2. Accounting Policies
2.1. Basis of Preparation of Financial Statements
The financial statements have been prepared under the historical cost convention and in accordance with Financial Reporting Standard 102 section 1A Small Entities "The Financial Reporting Standard applicable in the UK and Republic of Ireland" and the Companies Act 2006.
2.2. Turnover
Turnover is measured at the fair value of the consideration received or receivable, net of discounts and value added taxes. Turnover includes revenue earned from the sale of goods and from the rendering of services. Turnover is reduced for estimated customer returns, rebates and other similar allowances.
2.3. Intangible Fixed Assets and Amortisation - Goodwill
Goodwill is the difference between amounts paid on the acquisition of a business and the fair value of the separable net assets. It is amortised to profit and loss account over its estimated economic life of 10 years.
2.4. Tangible Fixed Assets and Depreciation
Tangible fixed assets are measured at cost less accumulated depreciation and any accumulated impairment losses. Depreciation is provided at rates calculated to write off the cost of the fixed assets, less their estimated residual value, over their expected useful lives on the following bases:
Fixtures & Fittings 25% reducing balance
2.5. Investment Properties
All investment properties are carried at fair value determined annually and derived from the current market rents and investment property yields for comparable real estate, adjusted if necessary for any difference in the nature, location or condition of the specific asset. No depreciation is provided for. Changes in fair value are recognised in the profit and loss account.
2.6. Taxation
Income tax expense represents the sum of the tax currently payable and deferred tax.

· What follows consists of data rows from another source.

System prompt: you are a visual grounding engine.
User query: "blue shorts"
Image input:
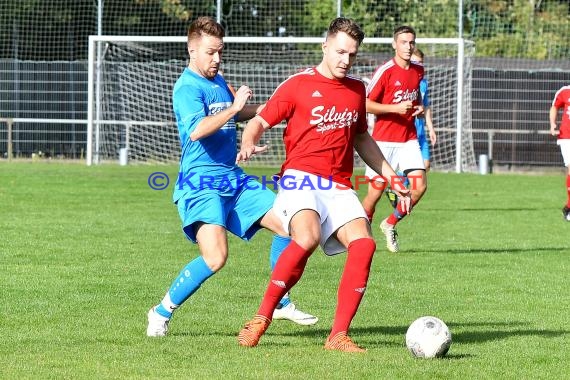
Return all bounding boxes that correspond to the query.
[418,135,431,160]
[176,178,275,243]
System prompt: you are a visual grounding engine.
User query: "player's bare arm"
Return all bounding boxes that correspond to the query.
[236,116,270,163]
[190,86,252,141]
[366,99,414,115]
[354,132,411,213]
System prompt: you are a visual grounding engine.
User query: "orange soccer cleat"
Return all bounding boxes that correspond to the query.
[238,315,271,347]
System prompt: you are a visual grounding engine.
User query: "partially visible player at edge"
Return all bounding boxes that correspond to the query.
[549,86,570,222]
[237,18,410,352]
[362,26,427,252]
[147,17,318,337]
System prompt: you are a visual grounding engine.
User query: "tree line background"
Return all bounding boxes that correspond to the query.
[0,0,570,60]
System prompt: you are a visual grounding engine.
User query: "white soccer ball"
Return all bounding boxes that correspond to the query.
[406,316,451,358]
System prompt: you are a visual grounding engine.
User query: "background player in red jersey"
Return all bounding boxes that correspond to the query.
[237,18,410,352]
[362,26,427,252]
[549,86,570,222]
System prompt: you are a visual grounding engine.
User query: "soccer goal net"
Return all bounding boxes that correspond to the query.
[87,36,476,171]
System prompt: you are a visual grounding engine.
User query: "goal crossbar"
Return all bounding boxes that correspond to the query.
[86,35,472,172]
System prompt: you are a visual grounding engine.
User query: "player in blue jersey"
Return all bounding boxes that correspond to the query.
[147,17,318,337]
[411,47,437,172]
[386,47,437,208]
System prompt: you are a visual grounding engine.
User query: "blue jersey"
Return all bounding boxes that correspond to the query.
[415,78,429,140]
[172,68,244,202]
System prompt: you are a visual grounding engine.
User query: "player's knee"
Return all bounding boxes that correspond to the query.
[293,234,320,252]
[204,252,228,272]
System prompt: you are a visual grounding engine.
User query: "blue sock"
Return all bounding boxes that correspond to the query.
[155,256,214,318]
[269,235,291,308]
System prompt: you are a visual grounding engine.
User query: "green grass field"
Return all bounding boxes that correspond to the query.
[0,163,570,379]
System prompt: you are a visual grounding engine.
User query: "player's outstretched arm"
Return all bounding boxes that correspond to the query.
[548,106,558,136]
[424,107,437,146]
[236,116,270,163]
[354,132,412,213]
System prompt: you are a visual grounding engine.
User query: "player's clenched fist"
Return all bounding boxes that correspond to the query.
[236,144,267,163]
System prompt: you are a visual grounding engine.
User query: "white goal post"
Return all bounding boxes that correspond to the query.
[86,36,476,172]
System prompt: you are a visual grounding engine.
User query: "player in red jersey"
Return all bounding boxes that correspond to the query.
[237,17,410,352]
[549,86,570,222]
[362,26,427,252]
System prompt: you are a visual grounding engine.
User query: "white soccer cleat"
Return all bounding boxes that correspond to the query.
[380,219,400,253]
[273,302,319,326]
[146,307,170,337]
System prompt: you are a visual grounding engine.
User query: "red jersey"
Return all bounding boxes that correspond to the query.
[259,68,367,187]
[366,58,424,143]
[552,86,570,139]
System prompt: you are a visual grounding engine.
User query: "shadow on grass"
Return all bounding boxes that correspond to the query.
[273,321,570,346]
[406,247,569,254]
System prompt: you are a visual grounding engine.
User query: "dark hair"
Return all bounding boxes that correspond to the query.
[394,25,416,40]
[327,17,364,45]
[188,16,222,41]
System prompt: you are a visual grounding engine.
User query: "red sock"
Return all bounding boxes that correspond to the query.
[257,240,312,319]
[386,201,414,226]
[364,209,376,224]
[330,238,376,337]
[566,174,570,207]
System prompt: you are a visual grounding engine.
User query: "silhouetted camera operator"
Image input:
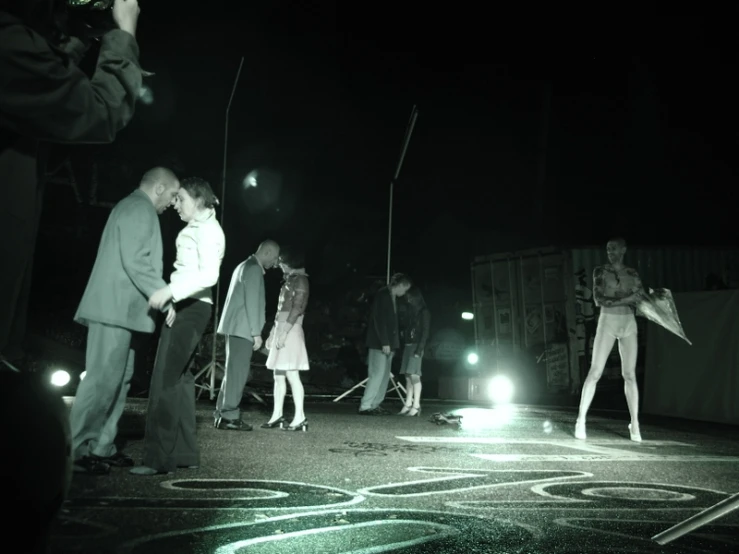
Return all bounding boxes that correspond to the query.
[0,0,142,369]
[0,0,142,553]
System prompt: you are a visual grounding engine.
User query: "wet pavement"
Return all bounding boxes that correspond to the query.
[52,398,739,554]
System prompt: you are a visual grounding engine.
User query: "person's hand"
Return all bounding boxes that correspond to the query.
[164,306,177,327]
[149,287,172,310]
[113,0,141,37]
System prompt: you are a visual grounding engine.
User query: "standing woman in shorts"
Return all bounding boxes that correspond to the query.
[398,287,431,416]
[261,248,310,431]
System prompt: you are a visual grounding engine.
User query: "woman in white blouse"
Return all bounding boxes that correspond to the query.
[131,177,226,475]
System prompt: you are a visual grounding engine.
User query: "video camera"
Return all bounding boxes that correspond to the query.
[66,0,117,39]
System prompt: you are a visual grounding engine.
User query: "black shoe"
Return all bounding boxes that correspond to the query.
[260,417,286,429]
[284,419,308,433]
[216,417,254,431]
[72,456,110,475]
[90,452,134,467]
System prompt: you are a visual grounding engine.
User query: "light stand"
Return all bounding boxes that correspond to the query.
[195,56,246,402]
[387,104,418,285]
[334,104,418,402]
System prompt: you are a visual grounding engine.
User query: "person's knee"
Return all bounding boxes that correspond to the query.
[621,370,636,384]
[585,367,603,383]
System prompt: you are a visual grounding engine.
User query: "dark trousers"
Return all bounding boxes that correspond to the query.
[144,300,213,471]
[213,335,254,419]
[0,183,43,360]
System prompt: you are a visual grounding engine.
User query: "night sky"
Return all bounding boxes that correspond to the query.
[36,4,739,298]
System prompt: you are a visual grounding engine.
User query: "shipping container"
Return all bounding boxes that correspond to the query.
[471,246,739,397]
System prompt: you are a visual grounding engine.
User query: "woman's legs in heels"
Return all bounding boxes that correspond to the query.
[400,375,413,415]
[268,371,287,423]
[285,370,305,427]
[406,375,421,409]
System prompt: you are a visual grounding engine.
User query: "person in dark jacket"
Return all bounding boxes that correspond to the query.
[399,287,431,417]
[0,0,142,365]
[359,273,413,415]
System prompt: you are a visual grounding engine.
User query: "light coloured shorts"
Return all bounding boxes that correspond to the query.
[596,312,637,340]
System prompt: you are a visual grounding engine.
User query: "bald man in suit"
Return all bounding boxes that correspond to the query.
[213,240,280,431]
[70,167,180,475]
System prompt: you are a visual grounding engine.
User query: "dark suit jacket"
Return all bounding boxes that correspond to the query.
[367,287,400,350]
[74,190,167,333]
[218,256,266,340]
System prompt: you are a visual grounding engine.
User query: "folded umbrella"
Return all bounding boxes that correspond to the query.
[636,289,693,346]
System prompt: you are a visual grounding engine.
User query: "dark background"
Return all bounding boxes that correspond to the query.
[26,0,739,388]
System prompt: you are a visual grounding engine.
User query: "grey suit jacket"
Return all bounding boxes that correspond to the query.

The tax currently payable is based on taxable profit for the year. Taxable profit differs from profit as reported in the statement of comprehensive income because of items of income or expense that are taxable or deductible in other years and items that are never taxable or deductible. The company's liability for current tax is calculated using tax rates that have been enacted or substantively enacted by the end of the reporting period.
Deferred tax is recognised on timing differences between the carrying amounts of assets and liabilities in the financial statements and the corresponding tax bases used in the computation of taxable profit. Deferred tax liabilities are generally recognised for all taxable timing differences. Deferred tax assets are generally recognised for all deductible temporary differences to the extent that it is probable that taxable profits will be available against which those deductible timing differences can be utilised. The carrying amount of deferred tax assets is reviewed at the end of each reporting period and reduced to the extent that it is no longer probable that sufficient taxable profits will be available to allow all or part of the asset to be recovered.
Deferred tax assets and liabilities are measured at the tax rates that are expected to apply in the period in which the liability is settled or the asset realised, based on tax rates (and tax laws) that have been enacted or substantively enacted by the end of the reporting period. Deferred tax liabilities are presented within provisions for liabilities and deferred tax assets within debtors. The measurement of deferred tax liabilities and assets reflect the tax consequences that would follow from the manner in which the Company expects, at the end of the reporting period, to recover or settle the carrying amount of its assets and liabilities.
Current or deferred tax for the year is recognised in profit or loss, except when they related to items that are recognised in other comprehensive income or directly in equity, in which case, the current and deferred tax is also recognised in other comprehensive income or directly in equity respectively.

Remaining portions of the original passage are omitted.